Of course the irony is that he is being treated radically differently than similarly situated defendants, precisely because he’s the president’s son.
I am not so convinced. Hunter Biden has shown contrition - he has already paid back the taxes plus interest - and the circumstances of the avoidance were that he was wallowing in addiction but is now by all reports clean.
If given a light sentence like those received by most white-collar tax avoiders, then I would be inclined to agree. But if Biden receives a harsh, over-the top sentence that is clearly the result of politics, then I think his dad should consider pardoning him. It’s not going to affect how the GOP views them or how right wing media treats the Democrats.
Likewise he wouldn’t have had all those millions in the first place if he hadn’t been Joe Biden’s son.
I still say that if it is improper to charge people in Hunter’s situation with these kinds of crimes then the law should be changed to reflect that. People get railroaded by the system all the time, and most of them don’t have the resources Hunter does. He’s a grown man and he is taking responsibility for his actions.

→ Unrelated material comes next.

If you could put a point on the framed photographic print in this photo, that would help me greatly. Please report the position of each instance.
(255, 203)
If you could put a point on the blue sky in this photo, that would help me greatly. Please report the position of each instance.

Harris spokesman Ian Sams also said on Meet the Press that Harris has no plans to pardon Hunter Biden.
This also completely removes quite of a bit of “programming” that FOX and Newsmax had planned for the next few months. No wall-to-wall coverage of a trial. Gosh, whatever will they do now?
To the above, the AVERAGE sentence for Tax Fraud was 16 months in FY 2023, according to the United States Sentencing Commission. There was a sentence reduction in many of the cases that they looked at.
So why are you suggesting a pardon rather than commutation? I don’t think President Biden should commute the sentence either, but if his son received the maximum possible sentence (which isn’t likely) then knocking that down to something closer to average would be a bit more justifiable than a pardon. Even then, though, it would be much better to let the process play out without interfering (including any potential appeals) and leave that option to a future President rather than do it himself.
Can Biden commute his sentence instead of pardoning? Especially if the judge decides to be partisan harsh and sentence him to the max or other seemingly excessive amount of jail time?
If they looked hard enough, they could probably do some wall to wall coverage of the crimes of a convicted felon who’s also accused of quite a few other crimes, is about to be sentenced, and is also running for president.
He needs the conviction to take place before Jan 6, so that his father can pardon him.
When did Hunter declare? /s
This topic was automatically closed after 5 days. New replies are no longer allowed.